Worker Protocol
Durable Workflow exposes a versioned worker protocol through two bridge contracts. These contracts define the complete set of verbs that external workers — including the standalone Durable Workflow server — use to poll, claim, execute, and complete workflow and activity tasks.
Protocol Version
The current protocol version is 1.0. The protocol follows semver-style numbering:
- Major bumps when a change is backwards-incompatible (new required fields, removed verbs, changed pagination semantics).
- Minor bumps for additive changes (new optional fields, new non-terminal command types).
You can retrieve the full protocol description programmatically:
use Workflow\V2\Support\WorkerProtocolVersion;
$summary = WorkerProtocolVersion::describe();
// Returns version, verb lists, command types, and pagination defaults.
Capability Discovery
The standalone server publishes worker-protocol capabilities under
worker_protocol.server_capabilities in GET /api/cluster/info. The same
object is echoed as server_capabilities on worker-plane responses, including
poll, heartbeat, complete, and fail responses.
Read these fields before sending optional command fields:
supported_workflow_task_commands: command types accepted by workflow-task completion.activity_retry_policyandactivity_timeouts: activity command retry and timeout options.child_workflow_retry_policyandchild_workflow_timeouts: child workflow retry and timeout options.parent_close_policy: child workflow parent-close policy support.query_tasks: server-routed workflow query tasks for external runtimes.non_retryable_failures: workflow and activity failure metadata support.
Workflow Task Bridge
The WorkflowTaskBridge contract defines how an external worker interacts with durable workflow tasks:
| Verb | Description |
|---|---|
poll | Find ready workflow tasks matching queue and compatibility criteria |
claim / claimStatus | Claim a specific task, acquiring a 5-minute lease |
historyPayload | Retrieve the full replay history for a claimed task |
historyPayloadPaginated | Retrieve history in pages for large workflows |
execute | Claim and execute a task in-process using the package executor |
complete | Submit commands from an external worker to complete a task |
fail | Record a task failure from an external worker |
heartbeat | Extend the lease on a claimed task |
Paginated History
For workflows with large histories, use historyPayloadPaginated to retrieve events in pages:
use Workflow\V2\Contracts\WorkflowTaskBridge;
$bridge = app(WorkflowTaskBridge::class);
$afterSequence = 0;
$allEvents = [];
do {
$page = $bridge->historyPayloadPaginated($taskId, $afterSequence, 500);
$allEvents = array_merge($allEvents, $page['history_events']);
$afterSequence = $page['next_after_sequence'] ?? $afterSequence;
} while ($page['has_more']);
The default page size is 500 events (matching WorkerProtocolVersion::DEFAULT_HISTORY_PAGE_SIZE and the default_history_page_size value the server publishes in its worker-protocol capabilities); the maximum is 1000. Servers can advertise a different effective default through the worker-protocol manifest, so prefer reading the published capability over hard-coding either number. The response includes has_more and next_after_sequence for cursor-based pagination.
History Compression
For workflows with very large histories, the bridge or server can compress the history events payload to reduce transfer size. Compression is opt-in: the caller must request it via an Accept-Encoding-style parameter.

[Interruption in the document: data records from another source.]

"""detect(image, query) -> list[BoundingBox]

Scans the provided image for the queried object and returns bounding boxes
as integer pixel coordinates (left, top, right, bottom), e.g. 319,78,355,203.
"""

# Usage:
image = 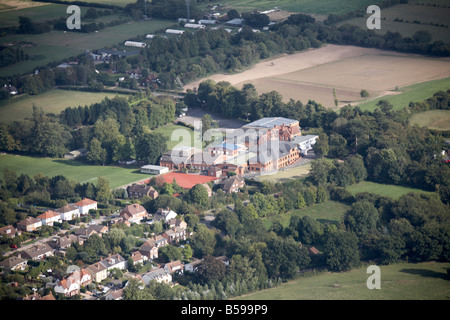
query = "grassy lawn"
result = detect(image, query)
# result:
265,200,350,228
347,181,431,199
222,0,373,14
0,154,151,188
358,77,450,111
409,110,450,131
337,1,450,42
0,89,129,123
257,163,311,182
154,124,198,150
0,19,174,76
236,262,450,300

When the event count in a response exceeds the compression threshold (50 events), the bridge may return:
history_events:[](empty array, signalling events are in the compressed key)history_events_compressed: base64-encoded compressed payloadhistory_events_encoding: the algorithm used (gzipordeflate)
The caller decompresses by decoding base64, inflating with the indicated algorithm, and JSON-decoding the result to recover the original history_events array.
use Workflow\V2\Support\HistoryPayloadCompression;
// Compress a history payload for transfer (bridge/server side).
$compressed = HistoryPayloadCompression::compress($payload, 'gzip');
// Decompress on the worker side.
$original = HistoryPayloadCompression::decompress($compressed);
If the caller does not request compression, or the event count is below the threshold, the response contains the standard uncompressed history_events array.
Long-Poll Semantics
Both poll verbs support an optional long-poll mode. When the caller includes a timeout_seconds parameter, the bridge or server holds the connection open for up to that duration waiting for a matching task to become ready, instead of returning an empty result immediately.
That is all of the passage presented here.